Netapp 3040 Ontap 7.3.3 latency spikes - crashes vmware - toasters

25 Aug 2011


      Originally attempted to post June 22, 2010! - thanks for fixing the list -
We have since identified the issue by deconstructing the IOPS behind the
latency spikes and resolved per:
http://www.vmadmin.info/2010/07/vmware-and-netapp-deconstructing.html
Hope it proves useful for anyone else with similar issues
On 6/22/10 10:19 AM, "Fletcher Cocquyt" fcocquyt@stanford.edu wrote:
Hi, 
We have a 3040 cluster hosting 11 vSphere hosts with 200 VMs on NFS
datastores.
We see latency spikes 3-4 times a month as reported by Operations Manager.
We hoped our upgrade from 7.3.1.1 last week to 7.3.3 would help, but we¹ve
had many spikes up to 1 second take out a NFS mount and all several of the
VMs since going to 7.3.3
We previously  determined the High & medium IO VMs and either aligned them
or migrated them to local disk - has NOT helped - still getting the spikes.
I have another case opened with Netapp.
Following the notes in this latency spike related thread,
http://communities.netapp.com/message/30657
 I ran the wafl_susp -w to check the pw.over_limit
Turns out ours is ZERO (is it relevant to NFS?)

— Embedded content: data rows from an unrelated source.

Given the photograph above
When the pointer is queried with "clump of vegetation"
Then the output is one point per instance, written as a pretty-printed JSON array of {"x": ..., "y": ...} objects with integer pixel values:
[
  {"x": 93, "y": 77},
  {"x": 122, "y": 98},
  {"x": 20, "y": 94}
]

I suspect an internal Netapp process is responsible for these (dedup?) - we
had it disabled on 7.3.1.1 - 7.3.3 was supposed to fix this (we re-enabled
de-dup after the upgrade)
And the latency spike outages are back
Will share any info from the case
thanks for any tips,
-- 
Fletcher Cocquyt
Principal Engineer
Information Resources and Technology (IRT)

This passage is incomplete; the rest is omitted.